I have a project A in which I have defined a struct, that only exists in project A, as follows
public struct Foo: RawRepresentable {
public typealias RawValue = String
public var rawValue: RawValue
public init?(rawValue: RawValue) {
self.rawValue = rawValue
}
public static let bar = Foo(rawValue: "bar")
}
Now, when I create an extension in project A that redefines the bar
property, this will generate an error, which is logical.
extension Foo {
// Invalid redeclaration of 'bar'
static let bar = Foo(rawValue: "foo")
}
My real question comes when I define a new project B, that depends on A. I declared the same extension there, but no compiler error was given. Why is that?
import A
extension Foo {
// No error, but shouldn't it give me one?
static let bar = Foo(rawValue: "foo")
}
CodePudding user response:
Well, there's two ways to look at this.

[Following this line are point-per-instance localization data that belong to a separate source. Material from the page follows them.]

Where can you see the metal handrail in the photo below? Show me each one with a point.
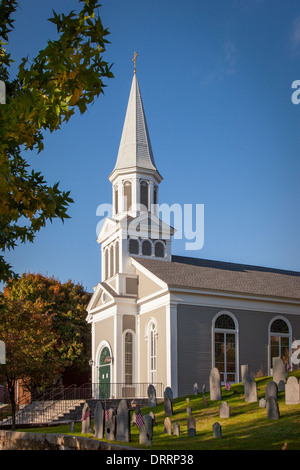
(62, 399)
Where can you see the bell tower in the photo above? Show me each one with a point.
(134, 229)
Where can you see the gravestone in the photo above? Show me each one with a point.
(271, 390)
(281, 386)
(168, 393)
(123, 422)
(245, 373)
(99, 421)
(176, 429)
(153, 417)
(167, 426)
(279, 372)
(152, 396)
(262, 403)
(215, 385)
(85, 419)
(292, 391)
(146, 431)
(224, 410)
(250, 389)
(110, 426)
(168, 406)
(2, 353)
(191, 427)
(217, 430)
(272, 408)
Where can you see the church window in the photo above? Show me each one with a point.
(152, 353)
(111, 261)
(117, 258)
(155, 195)
(127, 195)
(128, 358)
(147, 248)
(116, 200)
(225, 347)
(279, 340)
(133, 246)
(106, 264)
(144, 194)
(159, 250)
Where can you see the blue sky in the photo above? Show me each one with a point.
(215, 78)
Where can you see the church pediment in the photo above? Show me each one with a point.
(102, 296)
(108, 227)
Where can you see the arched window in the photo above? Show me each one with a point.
(144, 194)
(152, 352)
(111, 261)
(117, 258)
(128, 363)
(147, 248)
(225, 346)
(133, 246)
(116, 199)
(159, 250)
(127, 195)
(279, 340)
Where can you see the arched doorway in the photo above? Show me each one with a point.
(104, 373)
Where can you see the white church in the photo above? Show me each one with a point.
(166, 320)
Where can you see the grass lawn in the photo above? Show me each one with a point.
(248, 427)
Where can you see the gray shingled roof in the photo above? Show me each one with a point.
(226, 277)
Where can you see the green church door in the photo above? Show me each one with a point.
(104, 374)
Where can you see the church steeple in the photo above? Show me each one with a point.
(135, 151)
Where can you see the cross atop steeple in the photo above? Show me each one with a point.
(134, 60)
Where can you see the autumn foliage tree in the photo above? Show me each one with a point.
(64, 76)
(42, 322)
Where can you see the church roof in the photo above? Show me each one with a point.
(135, 149)
(194, 273)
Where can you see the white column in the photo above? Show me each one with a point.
(171, 345)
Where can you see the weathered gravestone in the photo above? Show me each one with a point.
(217, 430)
(272, 408)
(176, 429)
(191, 427)
(168, 406)
(292, 391)
(86, 419)
(167, 426)
(250, 389)
(123, 422)
(99, 421)
(2, 353)
(262, 403)
(224, 410)
(279, 372)
(271, 390)
(146, 431)
(281, 386)
(168, 393)
(110, 425)
(152, 396)
(245, 373)
(153, 417)
(215, 385)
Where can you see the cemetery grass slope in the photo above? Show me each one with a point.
(248, 427)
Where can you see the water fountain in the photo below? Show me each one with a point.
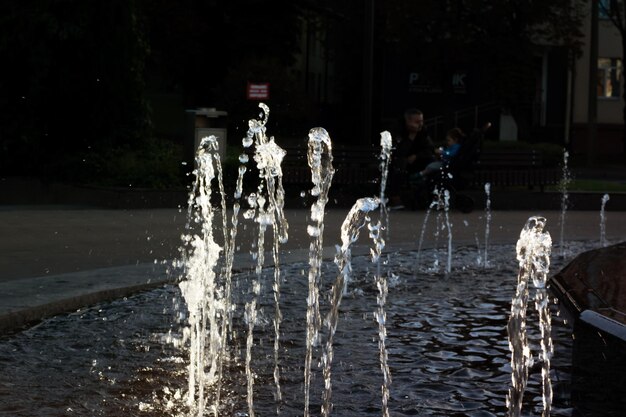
(563, 187)
(440, 335)
(605, 199)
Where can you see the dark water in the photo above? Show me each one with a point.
(447, 343)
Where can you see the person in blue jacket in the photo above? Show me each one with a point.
(454, 137)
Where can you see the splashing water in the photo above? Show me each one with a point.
(320, 160)
(386, 145)
(487, 223)
(200, 288)
(381, 279)
(441, 203)
(533, 254)
(381, 317)
(268, 157)
(563, 187)
(605, 199)
(355, 220)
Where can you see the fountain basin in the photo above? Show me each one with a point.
(593, 290)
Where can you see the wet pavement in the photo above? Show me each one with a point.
(60, 258)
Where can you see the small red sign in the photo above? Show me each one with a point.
(258, 91)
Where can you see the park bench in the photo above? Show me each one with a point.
(513, 167)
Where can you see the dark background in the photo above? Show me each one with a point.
(96, 91)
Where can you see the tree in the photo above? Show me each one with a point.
(504, 38)
(72, 82)
(615, 10)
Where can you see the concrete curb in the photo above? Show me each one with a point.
(25, 302)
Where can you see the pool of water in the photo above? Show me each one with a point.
(446, 338)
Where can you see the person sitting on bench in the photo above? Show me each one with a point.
(454, 137)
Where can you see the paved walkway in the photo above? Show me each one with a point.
(56, 259)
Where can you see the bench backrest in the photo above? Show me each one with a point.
(503, 158)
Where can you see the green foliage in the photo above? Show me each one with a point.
(72, 80)
(156, 164)
(500, 34)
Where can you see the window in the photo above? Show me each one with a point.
(604, 8)
(609, 77)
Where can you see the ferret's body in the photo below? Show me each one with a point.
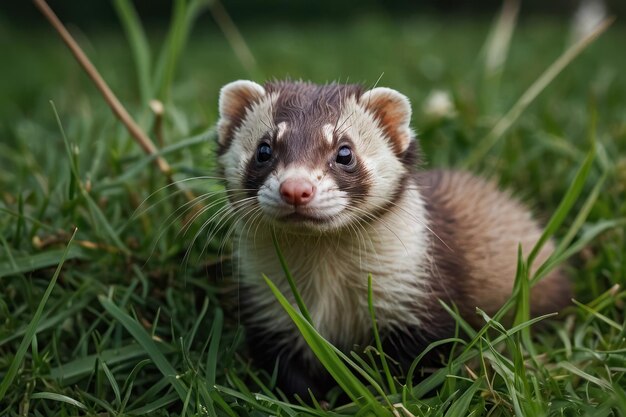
(331, 170)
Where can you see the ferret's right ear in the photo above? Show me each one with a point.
(235, 98)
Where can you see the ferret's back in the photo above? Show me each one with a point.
(481, 228)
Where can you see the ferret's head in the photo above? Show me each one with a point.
(314, 157)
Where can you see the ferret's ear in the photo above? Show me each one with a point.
(393, 111)
(235, 98)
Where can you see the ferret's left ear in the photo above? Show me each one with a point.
(235, 98)
(393, 111)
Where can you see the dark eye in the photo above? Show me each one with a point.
(263, 152)
(344, 156)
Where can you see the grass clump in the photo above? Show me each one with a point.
(125, 316)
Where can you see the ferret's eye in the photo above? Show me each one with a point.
(263, 152)
(344, 156)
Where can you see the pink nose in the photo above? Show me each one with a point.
(296, 191)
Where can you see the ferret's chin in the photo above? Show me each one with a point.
(307, 223)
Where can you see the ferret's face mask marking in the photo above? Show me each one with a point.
(310, 157)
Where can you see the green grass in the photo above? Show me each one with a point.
(135, 321)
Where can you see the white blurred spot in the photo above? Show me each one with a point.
(588, 16)
(439, 105)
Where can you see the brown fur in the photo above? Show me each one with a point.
(482, 227)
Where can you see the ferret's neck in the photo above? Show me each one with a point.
(331, 271)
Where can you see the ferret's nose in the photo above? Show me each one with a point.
(297, 191)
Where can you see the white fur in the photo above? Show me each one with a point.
(331, 271)
(374, 150)
(397, 107)
(331, 260)
(327, 130)
(282, 126)
(258, 121)
(233, 97)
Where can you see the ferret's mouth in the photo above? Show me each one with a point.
(299, 218)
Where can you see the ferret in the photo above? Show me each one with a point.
(332, 171)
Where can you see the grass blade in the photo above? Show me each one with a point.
(145, 340)
(492, 138)
(31, 330)
(139, 45)
(58, 397)
(324, 352)
(379, 345)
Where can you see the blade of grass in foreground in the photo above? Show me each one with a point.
(292, 284)
(325, 353)
(32, 326)
(379, 345)
(144, 339)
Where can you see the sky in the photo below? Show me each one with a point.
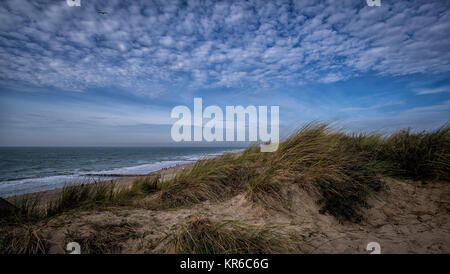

One is that it's a bug, the other is that it isn't. :) The canonical report is probably the one at https://bugs.swift.org/browse/SR-3228 [WARNING: that URL may go bad when Apple moves over to GitHub Issues for its Swift bug reporting]. But read also the discussion of the underlying mechanism from Jordan Rose in the comments to https://bugs.swift.org/browse/SR-8010, where it seems that the real issue is how to maintain Objective-C compatibility.
So yes, Apple knows about this, and they know it would be nice to issue a warning about doing something iffy, but you are in fact allowed to create what amounts to a same-named but different method/property in a different module, so on your head be it if you do so.